Deputados do Chega expuseram nomes de crianças estrangeiras de uma pré-escola em Lisboa, em 3 de julho, como parte de campanha anti-imigração. A iniciativa, liderada por Rita Matias, gerou forte reação de associações de pais e acirrou o debate sobre vagas escolares e políticas migratórias em Portugal.
O episódio ocorre em meio ao aumento do número de imigrantes no país e à discussão de mudanças legislativas que endurecem a permanência de estrangeiros.
Repercussão entre pais e especialistas
Associações de pais manifestaram indignação em carta aberta, criticando a exposição dos nomes por deputados do Chega. O texto alerta para o risco de alimentar ressentimento social e atacar injustamente famílias e crianças que seguiram todos os requisitos legais para matrícula.
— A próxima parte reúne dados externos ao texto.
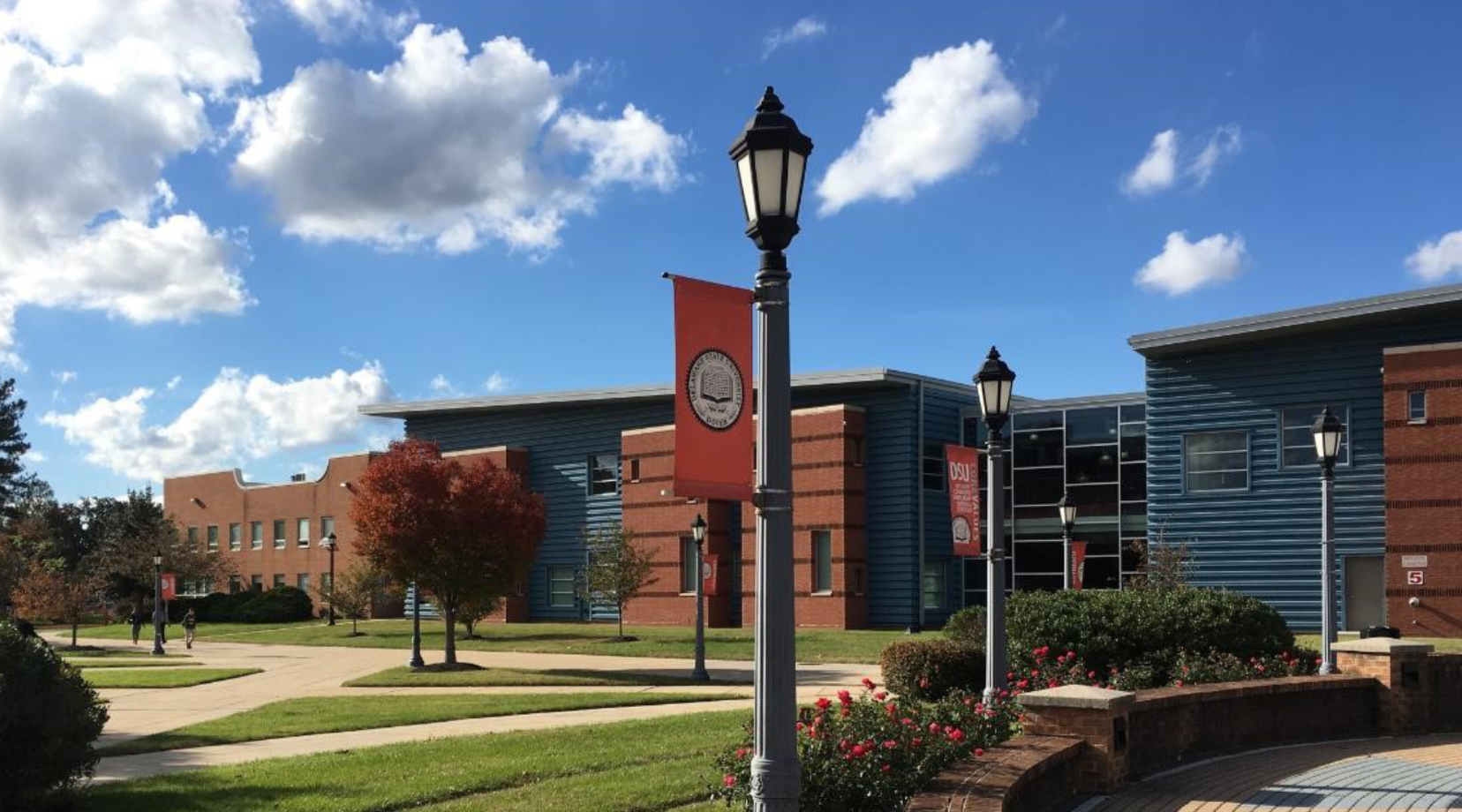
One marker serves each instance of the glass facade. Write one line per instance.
(1096, 455)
As associações reconhecem a carência de vagas nas escolas públicas, mas negam privilégios a estrangeiros. “É totalmente mentira que os cidadãos estrangeiros, as crianças, tenham prioridade sobre os portugueses. A lei é igual para todas as nacionalidades, para todas as crianças”, afirma João Carvalho, sociólogo da Universidade de Lisboa. Ele ressalta que o aumento da imigração trouxe mais diversidade às escolas, e que esse cenário tem sido explorado politicamente para fomentar hostilidade e rivalidade.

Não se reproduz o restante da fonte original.